Holmes empertigou-se na cadeira, visivelmente excitado.
- É o que pensei - disse. - Por acaso notou se tem as orelhas furadas para brincos?
- Sim, senhor. Ele disse que uma cigana fizera isso quando ele era criança.
- Hum - disse Holmes, recostando-se, pensativo.
- Ah, sim. Acabei de deixá-lo.
- E seus negócios correram bem em sua ausência?
- Não posso me queixar.
- Muito bem, Sr. Wilson. Terei o prazer de lhe dar uma notícia sobre esse assunto dentro de um dia ou dois. Hoje é sábado, espero que na segunda-feira tenha chegado a uma conclusão.
- Bem, Watson, - disse Holmes, quando nosso visitante saiu - o que acha disso tudo?
- Não acho nada - respondi, com toda a franqueza. - É um negócio muito misterioso.

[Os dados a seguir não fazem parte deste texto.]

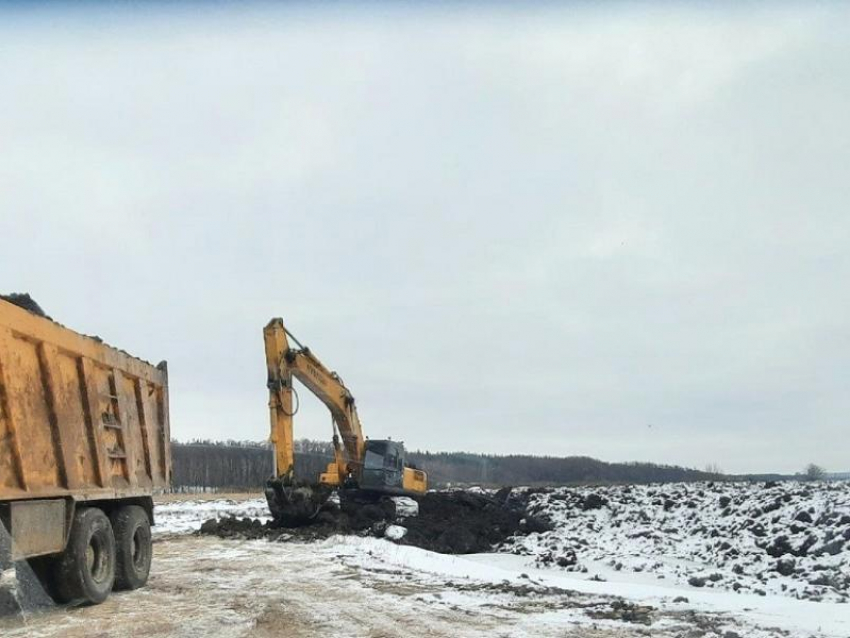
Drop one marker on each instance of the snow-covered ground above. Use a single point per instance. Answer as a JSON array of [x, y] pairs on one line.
[[639, 544], [185, 516], [789, 539]]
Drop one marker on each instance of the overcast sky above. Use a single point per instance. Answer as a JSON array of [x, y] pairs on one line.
[[620, 232]]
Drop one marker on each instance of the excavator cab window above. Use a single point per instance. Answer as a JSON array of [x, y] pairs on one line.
[[376, 453]]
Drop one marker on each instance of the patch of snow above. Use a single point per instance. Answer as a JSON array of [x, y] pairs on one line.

- Em geral - retorquiu Holmes - quanto mais bizarra uma coisa, menos misteriosa é. Os crimes comuns é que são realmente difíceis, da mesma maneira que um rosto comum é o mais difícil de identificar.
- O que vai fazer? - perguntei.
- Fumar - respondeu. - É problema para três cachimbos e peço que não fale comigo por cinqüenta minutos. - Enroscou-se na cadeira, com os joelhos encostando no nariz adunco, e lá ficou, de olhos fechados, com o cachimbo de barro preto se projetando da boca como o bico de um pássaro estranho. Cheguei à conclusão que adormecera, e cabeceava de sono eu mesmo, quando de repente saltou da cadeira com o gesto de um homem que tivesse tomado uma resolução e colocou o cachimbo na prateleira acima da lareira.
- Estão tocando em St. James' Hall hoje à tarde - disse. - o que acha, Watson? Seus doentes podem dispensar você por algumas horas?
- Não tenho nada a fazer hoje. Minha clientela nunca me absorve muito.
- Então pegue seu chapéu e vamos. Vou passar pela cidade primeiro e podemos almoçar no caminho. Notei que há muitas peças alemãs no programa, que me agradam muito mais que a música italiana ou francesa. É introspectiva, e quero ser introspectivo. Vamos!